This grows the number of full and observer member countries to 45.
In a statement released to mark the occasion, New Zealand indicated that the objectives of IHRA strongly align with its own commitment to combating antisemitism. “In becoming an Observer of the International Holocaust Remembrance Alliance, we reiterate our commitment to promoting education, remembrance and research on the Holocaust to counter the influence of denial and distortion, hate speech and incitement to violence and hatred.”
“The growth of IHRA membership with New Zealand’s inclusion strengthens the fight against antisemitism and in support of the right of the Jewish people to self-determination,” said Marvin Rotrand, National Director of B’nai Brith’s League for Human Rights. “Australia’s adoption of the IHRA definition, the Philippines embrace of the definition, and Canada’s own commitment last October to better implement the definition across the whole of government, also show the IHRA is moving from strength to strength.”
B’nai Brith is calling on all the provinces of Canada to adhere to the IHRA definition, as New Zealand and many US states have done. Noting that Ontario has done so by Order in Council and Quebec has affirmed its support via a statement in the National Assembly, B’nai Brith believes its timely for other Canadian provinces to do the same.

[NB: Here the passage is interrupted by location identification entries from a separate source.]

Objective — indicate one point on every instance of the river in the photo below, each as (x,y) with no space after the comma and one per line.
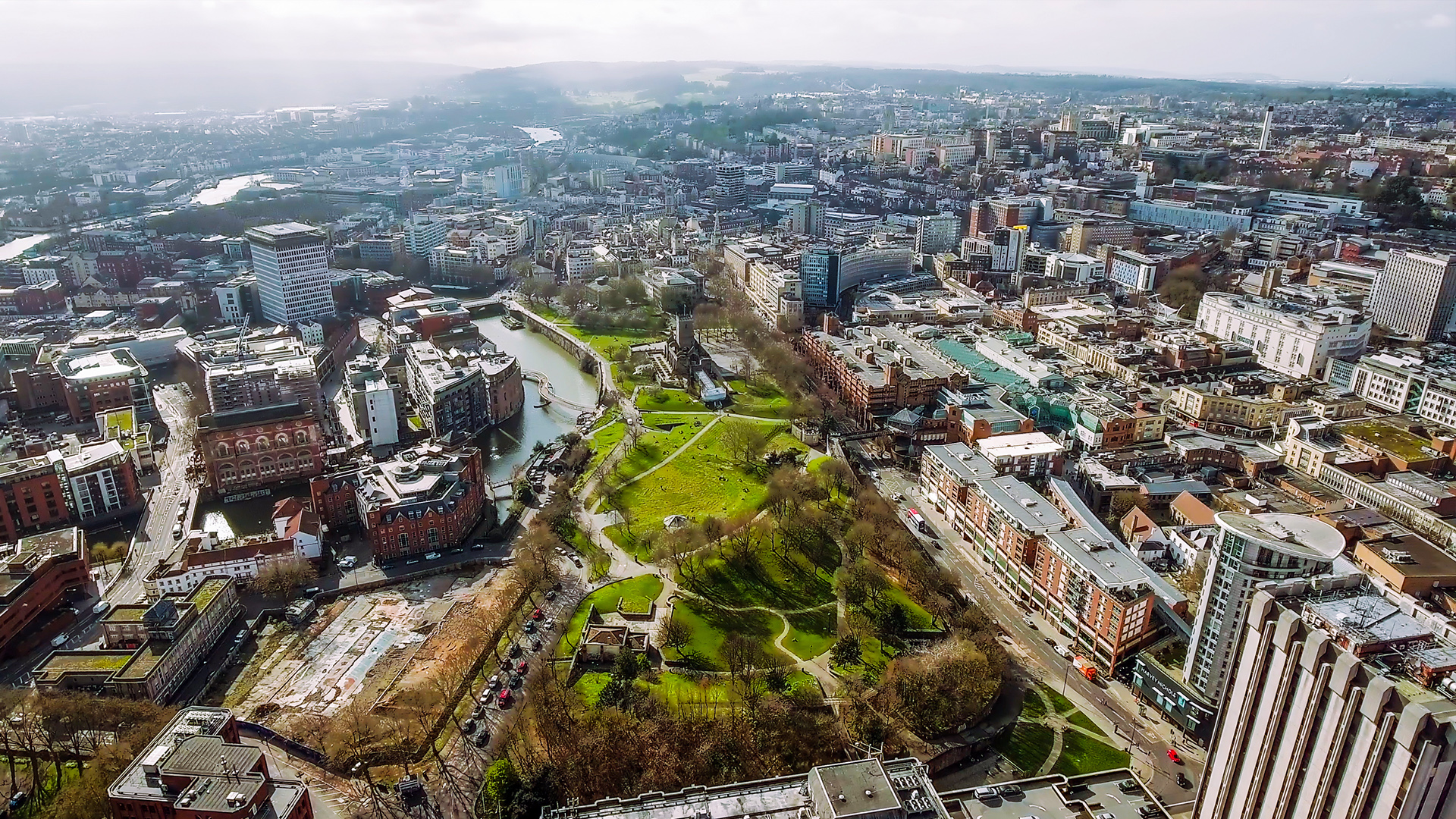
(17,246)
(511,442)
(228,188)
(542,134)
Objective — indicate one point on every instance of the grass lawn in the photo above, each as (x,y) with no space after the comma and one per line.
(764,400)
(811,632)
(592,684)
(701,482)
(711,627)
(1085,755)
(1033,708)
(916,617)
(606,601)
(1059,703)
(1085,722)
(663,436)
(672,401)
(769,582)
(1027,745)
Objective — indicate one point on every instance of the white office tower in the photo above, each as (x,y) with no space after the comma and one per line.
(1340,707)
(509,181)
(291,265)
(1250,550)
(733,190)
(940,234)
(1008,248)
(1414,295)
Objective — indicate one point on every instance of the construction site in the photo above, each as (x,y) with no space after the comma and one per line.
(383,664)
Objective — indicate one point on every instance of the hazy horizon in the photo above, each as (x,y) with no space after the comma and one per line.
(1381,41)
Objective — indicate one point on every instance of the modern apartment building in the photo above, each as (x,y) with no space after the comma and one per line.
(424,232)
(291,265)
(36,576)
(463,391)
(878,371)
(150,649)
(1320,723)
(1250,550)
(111,379)
(938,234)
(1402,382)
(425,499)
(1289,338)
(582,261)
(200,768)
(731,186)
(1416,295)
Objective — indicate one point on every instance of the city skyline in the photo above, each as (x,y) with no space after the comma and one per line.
(1404,41)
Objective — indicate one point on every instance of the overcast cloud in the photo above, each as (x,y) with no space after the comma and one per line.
(1401,41)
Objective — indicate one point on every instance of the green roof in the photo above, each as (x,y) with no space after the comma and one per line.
(1391,438)
(61,662)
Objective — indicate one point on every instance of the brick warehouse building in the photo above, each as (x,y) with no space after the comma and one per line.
(36,577)
(258,447)
(199,768)
(422,500)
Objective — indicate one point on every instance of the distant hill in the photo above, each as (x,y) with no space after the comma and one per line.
(38,89)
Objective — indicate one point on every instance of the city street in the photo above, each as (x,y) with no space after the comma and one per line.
(1109,701)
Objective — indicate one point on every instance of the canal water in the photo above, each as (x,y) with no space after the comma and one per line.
(228,188)
(511,442)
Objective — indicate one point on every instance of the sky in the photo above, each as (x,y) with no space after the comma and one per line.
(1367,41)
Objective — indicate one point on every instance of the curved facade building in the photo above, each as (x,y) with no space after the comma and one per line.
(873,264)
(1251,550)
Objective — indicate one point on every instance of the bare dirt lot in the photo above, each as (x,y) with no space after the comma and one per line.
(370,653)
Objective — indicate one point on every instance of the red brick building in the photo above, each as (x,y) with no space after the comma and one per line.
(199,768)
(36,580)
(259,447)
(425,499)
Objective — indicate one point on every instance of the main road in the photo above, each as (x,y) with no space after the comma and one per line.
(155,529)
(1134,729)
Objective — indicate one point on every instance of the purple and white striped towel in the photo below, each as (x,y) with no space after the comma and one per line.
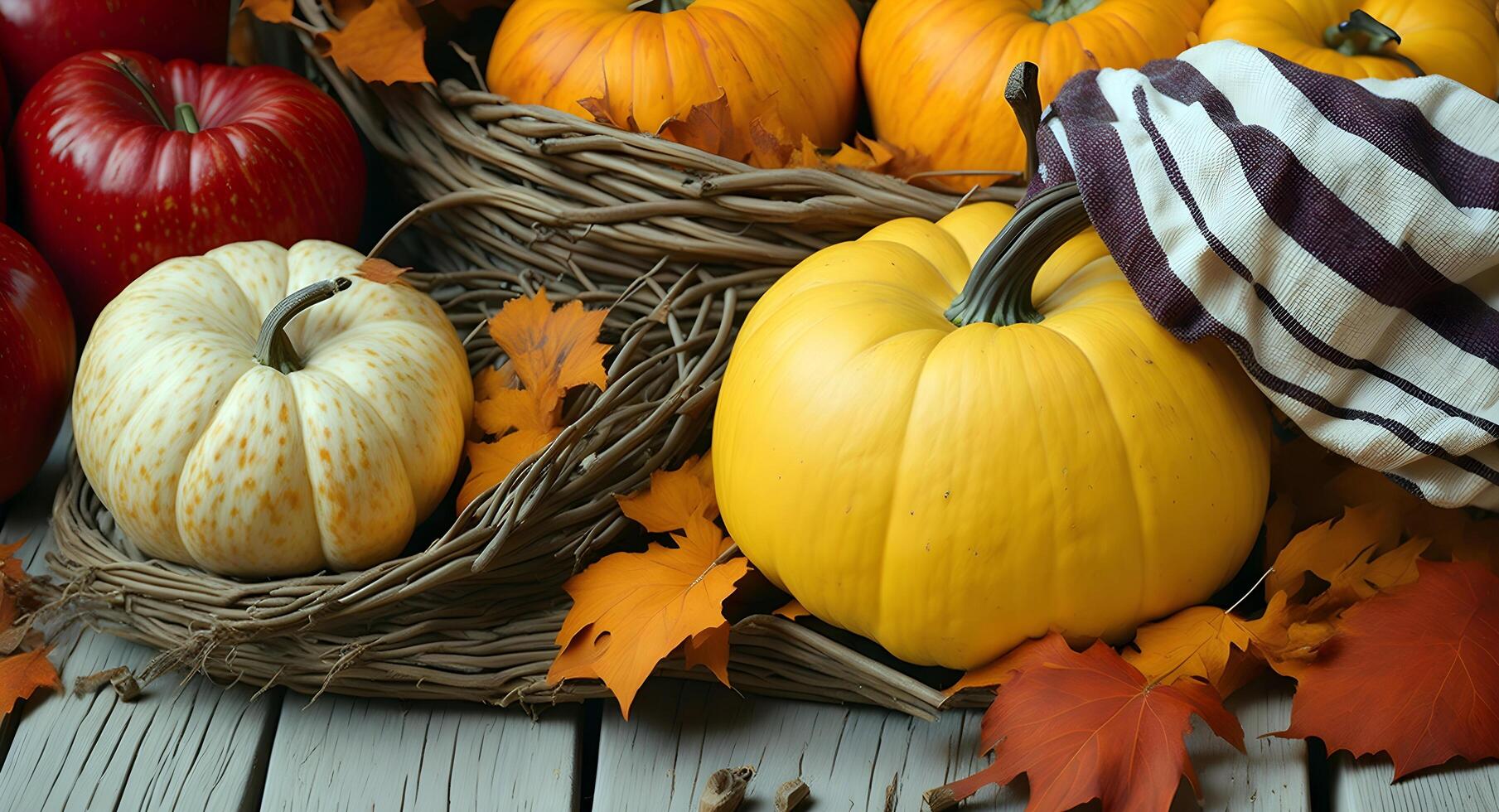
(1341,237)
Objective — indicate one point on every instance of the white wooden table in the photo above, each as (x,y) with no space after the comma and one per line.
(201,747)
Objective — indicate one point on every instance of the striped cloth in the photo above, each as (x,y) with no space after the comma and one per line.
(1341,237)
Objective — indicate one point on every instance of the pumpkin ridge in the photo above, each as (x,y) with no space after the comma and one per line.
(902,472)
(1143,576)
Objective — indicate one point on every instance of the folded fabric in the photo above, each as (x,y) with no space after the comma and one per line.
(1341,237)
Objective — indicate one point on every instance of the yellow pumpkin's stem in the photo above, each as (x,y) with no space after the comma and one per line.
(999,289)
(1363,35)
(273,348)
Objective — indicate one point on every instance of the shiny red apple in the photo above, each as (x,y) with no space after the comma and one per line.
(123,162)
(35,35)
(36,360)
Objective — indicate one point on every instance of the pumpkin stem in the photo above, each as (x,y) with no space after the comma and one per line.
(1056,11)
(1024,98)
(273,348)
(1363,35)
(999,289)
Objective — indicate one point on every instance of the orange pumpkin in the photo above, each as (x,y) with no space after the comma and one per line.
(934,70)
(1385,39)
(791,63)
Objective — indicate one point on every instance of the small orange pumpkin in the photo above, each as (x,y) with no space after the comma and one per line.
(791,63)
(1384,39)
(934,70)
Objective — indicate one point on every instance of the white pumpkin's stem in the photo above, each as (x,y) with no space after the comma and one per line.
(273,348)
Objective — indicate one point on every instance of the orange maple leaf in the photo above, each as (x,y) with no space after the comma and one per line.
(675,498)
(630,610)
(550,351)
(792,610)
(1204,643)
(380,270)
(1412,673)
(22,674)
(1333,549)
(1033,652)
(270,11)
(383,42)
(1090,726)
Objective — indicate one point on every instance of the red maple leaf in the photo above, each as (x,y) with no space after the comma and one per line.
(1412,673)
(1089,726)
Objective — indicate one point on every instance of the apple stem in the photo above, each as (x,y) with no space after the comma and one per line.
(123,66)
(188,118)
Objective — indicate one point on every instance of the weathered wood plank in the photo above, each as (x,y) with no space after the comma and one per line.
(1363,785)
(850,757)
(1274,773)
(344,752)
(180,747)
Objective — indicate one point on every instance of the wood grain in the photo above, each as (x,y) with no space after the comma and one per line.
(355,754)
(180,747)
(850,757)
(1363,785)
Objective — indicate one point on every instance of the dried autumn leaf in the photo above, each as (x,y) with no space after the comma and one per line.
(1090,726)
(270,11)
(1033,652)
(709,126)
(11,565)
(22,674)
(381,44)
(1200,641)
(637,607)
(675,498)
(1412,673)
(1332,547)
(709,649)
(380,270)
(550,351)
(1288,636)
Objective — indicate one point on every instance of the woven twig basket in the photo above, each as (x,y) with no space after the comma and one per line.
(678,244)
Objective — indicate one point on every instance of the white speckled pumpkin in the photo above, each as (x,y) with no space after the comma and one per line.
(222,439)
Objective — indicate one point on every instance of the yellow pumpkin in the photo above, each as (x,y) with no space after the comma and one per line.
(787,62)
(222,437)
(1056,463)
(934,70)
(1452,38)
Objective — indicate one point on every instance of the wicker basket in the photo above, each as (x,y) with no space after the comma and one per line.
(678,244)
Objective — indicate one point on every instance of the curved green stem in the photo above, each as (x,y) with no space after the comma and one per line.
(1056,11)
(1363,35)
(186,117)
(999,289)
(273,348)
(123,66)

“We’re encouraged to see more countries as well as American states rapidly adopting and implementing IHRA and they serve as an example to us here in Canada,” stated Michael Mostyn, B’nai Brith’s Chief Executive Officer. “Nebraska recently became the 27th American state to join IHRA in the fight against antisemitism and Holocaust denial and distortion. We invite all our Canadian provinces to do the same.”
IHRA is an intergovernmental organization that promotes international cooperation to combat growing Holocaust denial and antisemitism. Its definition of antisemitism has become a key tool for governments across the democratic world to better define and combat antisemitism.